Abstract

Our study objective was to assess the effect of various sperm DNA fragmentation levels on clinical intracytoplasmic sperm injection outcome. This retrospective study included 392 patients who underwent ICSI and performed sperm DNA fragmentation testing before the procedure. Based on sperm DNA fragmentation cut-off values, the patients were differentiated into 3 groups as <20%, 20%-30% and >30%. According to the female status, patients were differentiated into favourable group (n=259) with female age <35years and anti-Mullerian hormone level ≥7.1pmol/L; and unfavourable group (n=133) with female age ≥35years and anti-Mullerian hormone level ≤7.1pmol/L. The patient's medical records were reviewed, and patient's demographic, laboratory data including semen analysis, sperm DNA fragmentation determined by means of sperm chromatin dispersion, hormonal profile and data regarding intracytoplasmic sperm injection cycle were collected.

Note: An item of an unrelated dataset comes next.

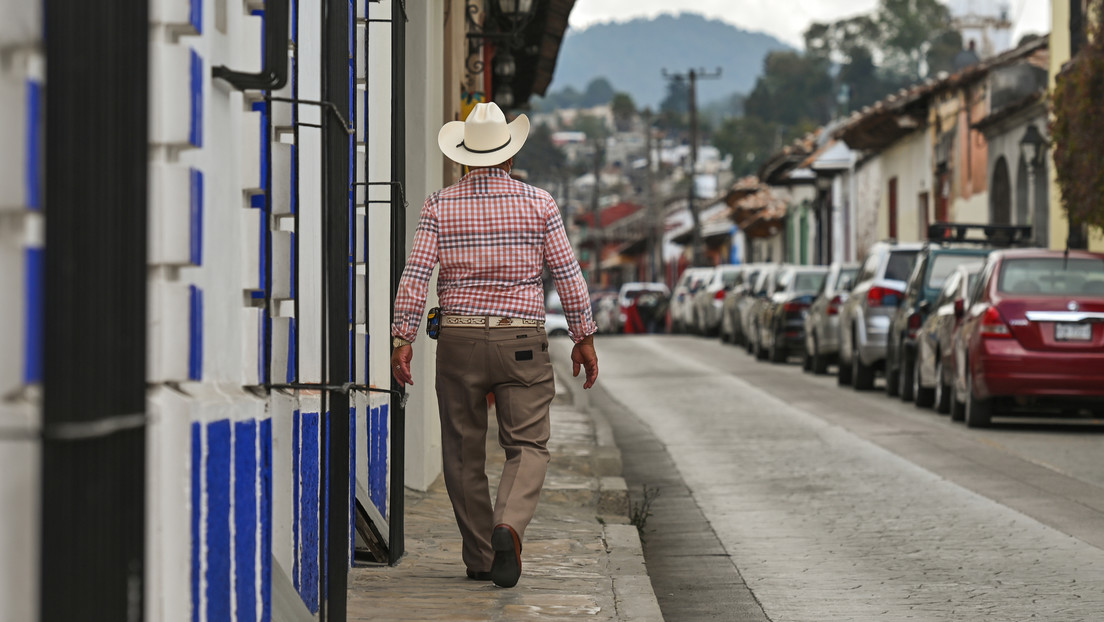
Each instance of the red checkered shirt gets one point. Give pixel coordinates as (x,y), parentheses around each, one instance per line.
(492,236)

This cohort reported that the clinical reproductive outcomes of intracytoplasmic sperm injection showed no statistical significance with increase sperm DNA fragmentation levels. In sperm DNA fragmentation above 30%, favourable females had significantly higher clinical pregnancy rate and live birth rate than unfavourable females, while fertilisation rate and miscarriage rate showed no significance between the subgroups. High sperm DNA fragmentation is linked to poor semen parameters.

Highlights

  • Infertility is one of the predominant problems affecting around 15% of couples of reproductive ages worldwide with about 50% of causative factors from the male side (Irvine, 1998; Lotti and Maggi, 2018)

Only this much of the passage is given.